CalRecycle made changes to address the issue.
“The new language would pretty much cover our needs for school gardens, but it won’t help everyone,” Whited says.
There’s also a square-footage limit. Composting of food and green material is exempt if the total amount of feedstock and compost present at any one time doesn’t exceed 100 cubic yards and 500 square feet.
“The 500 square feet is pretty restrictive for community gardens and other small-scale composting programs,” Whited says. So, some suggested CalRecycle increase both the amount of material to more than 100 cubic yards and the allowable space.
How does a school keep track?
“On the cubic yardage amount, for us, it’s really just a visual estimation,” Whited says. “Some schools make compost bins with old pallets. If a pallet bin is full, it’s about one cubic yard.”

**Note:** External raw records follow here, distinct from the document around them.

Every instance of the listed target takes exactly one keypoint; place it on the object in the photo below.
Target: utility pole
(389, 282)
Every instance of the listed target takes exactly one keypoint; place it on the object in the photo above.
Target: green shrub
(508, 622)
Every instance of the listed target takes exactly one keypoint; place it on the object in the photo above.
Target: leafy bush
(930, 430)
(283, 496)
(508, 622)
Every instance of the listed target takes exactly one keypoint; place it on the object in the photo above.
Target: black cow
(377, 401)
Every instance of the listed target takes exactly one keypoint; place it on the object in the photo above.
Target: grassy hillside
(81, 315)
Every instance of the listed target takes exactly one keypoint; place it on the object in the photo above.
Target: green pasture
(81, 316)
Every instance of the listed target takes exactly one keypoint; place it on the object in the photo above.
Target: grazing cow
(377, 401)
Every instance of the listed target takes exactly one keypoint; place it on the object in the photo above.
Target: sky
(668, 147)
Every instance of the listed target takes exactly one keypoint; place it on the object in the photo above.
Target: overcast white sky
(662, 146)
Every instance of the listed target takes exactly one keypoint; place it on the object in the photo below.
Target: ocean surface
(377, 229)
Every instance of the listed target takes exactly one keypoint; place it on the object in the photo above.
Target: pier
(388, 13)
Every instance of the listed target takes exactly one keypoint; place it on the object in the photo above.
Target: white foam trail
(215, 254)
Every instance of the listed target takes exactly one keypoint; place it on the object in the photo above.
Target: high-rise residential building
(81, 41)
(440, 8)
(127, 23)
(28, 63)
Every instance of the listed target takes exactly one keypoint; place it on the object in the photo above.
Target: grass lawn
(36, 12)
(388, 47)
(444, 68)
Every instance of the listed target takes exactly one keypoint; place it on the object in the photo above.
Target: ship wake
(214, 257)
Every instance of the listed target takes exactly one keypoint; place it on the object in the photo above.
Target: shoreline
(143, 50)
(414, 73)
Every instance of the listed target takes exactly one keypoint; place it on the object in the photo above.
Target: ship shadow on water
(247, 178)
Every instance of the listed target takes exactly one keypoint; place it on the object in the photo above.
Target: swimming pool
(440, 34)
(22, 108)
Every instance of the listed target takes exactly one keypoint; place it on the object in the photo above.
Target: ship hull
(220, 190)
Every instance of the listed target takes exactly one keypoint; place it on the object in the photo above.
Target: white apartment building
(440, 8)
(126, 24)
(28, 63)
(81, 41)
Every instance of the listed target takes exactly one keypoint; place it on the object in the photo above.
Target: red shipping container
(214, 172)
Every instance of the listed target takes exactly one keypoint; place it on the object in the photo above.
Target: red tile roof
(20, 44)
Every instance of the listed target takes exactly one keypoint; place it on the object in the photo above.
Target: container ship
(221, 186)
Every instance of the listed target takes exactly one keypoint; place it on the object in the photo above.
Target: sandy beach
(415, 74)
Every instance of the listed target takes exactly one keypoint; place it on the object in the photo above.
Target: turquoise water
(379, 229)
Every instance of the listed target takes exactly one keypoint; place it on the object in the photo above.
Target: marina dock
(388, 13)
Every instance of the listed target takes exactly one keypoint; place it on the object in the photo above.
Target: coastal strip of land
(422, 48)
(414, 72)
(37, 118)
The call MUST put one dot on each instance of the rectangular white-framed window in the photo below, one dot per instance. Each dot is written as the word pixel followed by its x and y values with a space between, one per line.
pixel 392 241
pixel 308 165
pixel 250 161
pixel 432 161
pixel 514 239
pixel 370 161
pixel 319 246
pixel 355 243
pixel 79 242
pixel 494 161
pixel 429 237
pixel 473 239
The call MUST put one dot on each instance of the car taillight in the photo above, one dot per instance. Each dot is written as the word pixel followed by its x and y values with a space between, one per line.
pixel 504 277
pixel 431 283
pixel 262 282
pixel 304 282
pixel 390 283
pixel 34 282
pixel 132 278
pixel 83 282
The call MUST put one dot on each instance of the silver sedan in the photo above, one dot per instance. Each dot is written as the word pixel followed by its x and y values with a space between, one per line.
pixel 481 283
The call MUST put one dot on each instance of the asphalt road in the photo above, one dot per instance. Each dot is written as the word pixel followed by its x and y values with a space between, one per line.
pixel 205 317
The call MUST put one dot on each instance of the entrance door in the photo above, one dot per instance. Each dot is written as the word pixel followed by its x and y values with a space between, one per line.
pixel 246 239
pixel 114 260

CalRecycle defends the messy regulations as necessary to ensure safe handling of compost and odors; a potential problem in San Diego where homes may abut farms and urban agriculture is growing. The local enforcement agency is charged with making sure the rules are followed. To protect food, groundwater, and soil, compost should be as free as possible of harmful pathogens, heavy metals, and other contaminants.
One reason the bar is high for composters is that the rules also cover large facilities that spread biosolids (aka sewage sludge, wastes often used as fertilizer that contain heavy metals and other contaminants).
“For home composters, there isn’t much safety concern,” Toth says. “You want to avoid adding meats, dairy, and breads” which can raise the risk of pathogens and rodents. For others, Toth supports safety through monitoring and inspections. “You don’t want everyone throwing things on a pile.”